Let’s say trader Joe buys AAPL June 90 calls and AAPL is trading at $93.50. When AAPL is trading at $93.50 trader Joe wishes to exercise his right to buy the call at $90 (his strike price) per share.

Trader Joe will inform his broker ‘A’ that he wishes to exercise his right to buy AAPL shares at $90 per share.

Broker ‘A’ will then instruct his administrative personnel to handle the exercise for trader Joe.

The administrative personnel will contact Options Clearing Corporation that they wish to exercise one contract of June 90 call.

Options Clearing Corporation then checks their records to see which brokerage firms are short the June 90 call and has not covered their positions.

Options Clearing Corporation then randomly selects one brokerage firm (let’s say broker ‘B’) that is short at least one contract of June 90 call.

Options Clearing Corporation then notifies broker ‘B’ that they are assigned one June 90 call contract.

Broker ‘B’ then must deliver 100 shares of AAPL at $90 per share to broker ‘A’ that exercised the option.

Broker ‘B’ then randomly selects one of his customers who are short June 90 calls of AAPL and informs his customer that he has been assigned June 90 call of AAPL and must deliver 100 shares of AAPL.

This completes the process of exercise or assignment.
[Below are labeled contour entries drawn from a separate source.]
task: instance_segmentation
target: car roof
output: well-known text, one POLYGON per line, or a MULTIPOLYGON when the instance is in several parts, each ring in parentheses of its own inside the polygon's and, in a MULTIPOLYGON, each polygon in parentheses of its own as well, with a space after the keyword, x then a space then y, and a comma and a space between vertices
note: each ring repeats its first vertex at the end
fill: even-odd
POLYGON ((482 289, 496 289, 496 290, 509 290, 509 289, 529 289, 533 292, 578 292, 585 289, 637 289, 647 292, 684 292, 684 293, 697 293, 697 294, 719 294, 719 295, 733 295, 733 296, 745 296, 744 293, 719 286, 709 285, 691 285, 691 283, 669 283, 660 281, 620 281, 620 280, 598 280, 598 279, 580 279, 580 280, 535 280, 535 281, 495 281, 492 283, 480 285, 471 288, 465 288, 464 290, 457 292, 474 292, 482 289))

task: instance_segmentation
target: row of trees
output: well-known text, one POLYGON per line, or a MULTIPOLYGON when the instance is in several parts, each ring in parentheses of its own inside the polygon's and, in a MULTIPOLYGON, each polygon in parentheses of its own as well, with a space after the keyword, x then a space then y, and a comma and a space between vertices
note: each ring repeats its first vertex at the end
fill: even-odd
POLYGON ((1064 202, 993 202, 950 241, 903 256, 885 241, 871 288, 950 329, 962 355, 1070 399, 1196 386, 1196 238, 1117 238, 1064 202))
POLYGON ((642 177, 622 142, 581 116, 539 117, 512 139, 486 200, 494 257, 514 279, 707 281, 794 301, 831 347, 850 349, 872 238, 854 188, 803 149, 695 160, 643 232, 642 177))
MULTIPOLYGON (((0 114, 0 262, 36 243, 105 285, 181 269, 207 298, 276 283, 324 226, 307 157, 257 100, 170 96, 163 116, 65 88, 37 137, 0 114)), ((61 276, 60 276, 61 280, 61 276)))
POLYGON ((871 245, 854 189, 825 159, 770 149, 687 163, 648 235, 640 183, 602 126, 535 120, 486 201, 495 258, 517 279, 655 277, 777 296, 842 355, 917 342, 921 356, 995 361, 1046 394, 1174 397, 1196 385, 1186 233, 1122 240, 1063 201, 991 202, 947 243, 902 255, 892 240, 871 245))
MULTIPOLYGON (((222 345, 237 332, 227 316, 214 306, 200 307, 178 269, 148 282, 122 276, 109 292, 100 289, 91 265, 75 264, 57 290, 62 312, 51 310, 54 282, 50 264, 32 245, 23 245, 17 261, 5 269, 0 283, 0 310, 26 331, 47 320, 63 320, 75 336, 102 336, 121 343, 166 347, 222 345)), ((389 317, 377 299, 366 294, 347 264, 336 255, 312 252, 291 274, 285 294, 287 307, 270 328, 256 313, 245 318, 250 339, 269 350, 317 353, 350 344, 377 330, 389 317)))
However, the trader who must deliver 100 shares of AAPL must either have 100 shares in his account or he has to buy 100 shares of AAPL at then prevailing price which would be above $90 per share. If he does not have AAPL shares in his account and does not want to buy AAPL shares at the prevailing price then he will instruct his broker that he wishes to go short on AAPL. The broker ‘B’ then either deliver 100 shares of AAPL from his inventory or borrows 100 shares of AAPL from other brokers. However, if AAPL shares are not available to be short (borrowed) then the customer has to buy 100 shares of AAPL from the market at that current price and deliver.